We agree with the bankruptcy court's analysis of the statute. See In Re Rotman, 133 B.R. 843, 844 (S.D.Tex.1991) ("The language of Sec. 523(a)(2)(B) is explicit; reasonable reliance is one of four criteria each of which must be met for a discharge to be denied based on this exception."); In Re Spilotros, 117 B.R. 691, 692-93 (M.D.Fla.1990) ("All elements, including reasonable reliance, must be proven by Plaintiff for a debt to be declared nondischargeable pursuant to 11 U.S.C. Sec. 523(a)(2)(B)."); In re Bush, 696 F.2d 640, 644 n. 4 (8th Cir.1983) ("If an objecting creditor fails to prove every element contained in Sec. 523(a)(2)(B) of the Bankruptcy Code of 1978, the debt in question is dischargeable.").

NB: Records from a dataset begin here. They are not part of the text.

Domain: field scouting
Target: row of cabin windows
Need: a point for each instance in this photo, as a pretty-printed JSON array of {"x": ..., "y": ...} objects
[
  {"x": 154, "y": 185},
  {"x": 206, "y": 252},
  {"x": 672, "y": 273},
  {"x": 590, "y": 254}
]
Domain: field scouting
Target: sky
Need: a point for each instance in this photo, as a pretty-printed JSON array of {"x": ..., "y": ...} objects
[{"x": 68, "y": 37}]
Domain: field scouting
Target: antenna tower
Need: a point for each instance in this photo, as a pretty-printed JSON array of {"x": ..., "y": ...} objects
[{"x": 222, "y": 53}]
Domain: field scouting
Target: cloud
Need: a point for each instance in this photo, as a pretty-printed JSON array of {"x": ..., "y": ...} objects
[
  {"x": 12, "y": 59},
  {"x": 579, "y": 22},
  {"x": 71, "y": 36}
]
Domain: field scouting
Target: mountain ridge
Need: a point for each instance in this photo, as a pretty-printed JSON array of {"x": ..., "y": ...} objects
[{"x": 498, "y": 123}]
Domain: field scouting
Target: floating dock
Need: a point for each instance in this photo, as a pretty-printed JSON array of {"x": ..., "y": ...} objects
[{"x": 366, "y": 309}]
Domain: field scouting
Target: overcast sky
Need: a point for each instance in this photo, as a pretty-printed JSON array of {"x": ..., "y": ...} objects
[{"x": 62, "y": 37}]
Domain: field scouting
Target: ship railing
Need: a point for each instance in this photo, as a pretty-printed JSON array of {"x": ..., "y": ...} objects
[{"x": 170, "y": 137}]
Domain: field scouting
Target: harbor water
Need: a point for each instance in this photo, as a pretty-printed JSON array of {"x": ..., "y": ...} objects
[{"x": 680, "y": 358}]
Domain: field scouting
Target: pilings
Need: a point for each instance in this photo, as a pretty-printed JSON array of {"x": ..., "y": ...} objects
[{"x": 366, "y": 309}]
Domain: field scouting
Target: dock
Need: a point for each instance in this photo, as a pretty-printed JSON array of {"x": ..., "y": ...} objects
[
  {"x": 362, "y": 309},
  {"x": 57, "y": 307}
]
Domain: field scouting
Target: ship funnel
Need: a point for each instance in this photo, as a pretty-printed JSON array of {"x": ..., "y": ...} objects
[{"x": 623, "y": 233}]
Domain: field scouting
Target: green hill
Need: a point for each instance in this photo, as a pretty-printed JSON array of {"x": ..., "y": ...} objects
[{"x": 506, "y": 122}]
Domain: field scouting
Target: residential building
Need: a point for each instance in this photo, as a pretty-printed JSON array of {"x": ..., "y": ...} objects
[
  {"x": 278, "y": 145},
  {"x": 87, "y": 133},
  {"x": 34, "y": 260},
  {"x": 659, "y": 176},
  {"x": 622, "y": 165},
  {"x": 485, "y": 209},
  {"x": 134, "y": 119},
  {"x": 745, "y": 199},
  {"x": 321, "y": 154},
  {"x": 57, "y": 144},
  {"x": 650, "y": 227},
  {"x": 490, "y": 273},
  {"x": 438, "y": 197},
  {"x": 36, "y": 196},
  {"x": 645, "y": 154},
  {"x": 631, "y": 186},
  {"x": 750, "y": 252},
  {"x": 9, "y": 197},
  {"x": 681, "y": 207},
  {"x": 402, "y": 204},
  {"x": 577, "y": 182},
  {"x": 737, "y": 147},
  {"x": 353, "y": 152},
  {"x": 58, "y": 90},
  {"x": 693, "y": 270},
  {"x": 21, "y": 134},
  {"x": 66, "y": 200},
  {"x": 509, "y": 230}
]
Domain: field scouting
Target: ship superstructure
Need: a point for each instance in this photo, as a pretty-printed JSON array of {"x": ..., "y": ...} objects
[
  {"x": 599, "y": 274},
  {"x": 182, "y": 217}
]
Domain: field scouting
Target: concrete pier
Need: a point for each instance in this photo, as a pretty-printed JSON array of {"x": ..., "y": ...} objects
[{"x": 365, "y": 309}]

The sole issue, then, is whether the bankruptcy court clearly erred in finding that Citizens did not rely upon the Broyles' financial statements. In re Morris Communications NC, Inc., 914 F.2d 458, 467 (4th Cir.1990) (court of appeals reviews bankruptcy court's factual findings for clear error); Bankruptcy Rule 8013. 3 Under the clearly erroneous standard, a reviewing court will not reverse "simply because it is convinced that it would have decided the case differently." Anderson v. Bessemer City, 470 U.S. 564, 573, 105 S.Ct. 1504, 1511, 84 L.Ed.2d 518 (1985). A finding of fact is clearly erroneous only when the reviewing court "is left with the definite and firm conviction that a mistake has been committed." Id. (quoting United States v. United States Gypsum Co., 333 U.S. 364, 395, 68 S.Ct. 525, 542, 92 L.Ed. 746 (1948)). "Where there are two permissible views of the evidence, the factfinder's choice between them cannot be clearly erroneous." Id. at 574, 105 S.Ct. at 1511.

Applying this standard to the bankruptcy court's findings, we cannot say that the court was clearly erroneous.

A. The Broyles' 1989 Financial Statement

The bankruptcy court based its finding that Citizens had not relied upon the Broyles' 1989 financial statement on several factors. Initially, it noted that the commitment letter from Citizens to the Broyles "was conditioned only upon the approvals being personally guaranteed" by David and Emily. That letter made no mention of a personal financial statement.

Next, the court found that, even without the personal guarantee, the arrangement was beneficial to Citizens. The restructuring replaced a non-term loan with a term loan and supplanted an unsecured obligation with one secured by nearly $700,000 of corporate collateral. From this, the court concluded that Citizens had "sufficient incentive to make these loans for business reasons only, without relying upon the ... net worth of the guarantors."

The bankruptcy court also premised its conclusion on Citizens' 1989 loan submission sheet, essentially an internal memorandum summarizing the loan and the debtors' finances. This document indicated that the rationale for approving...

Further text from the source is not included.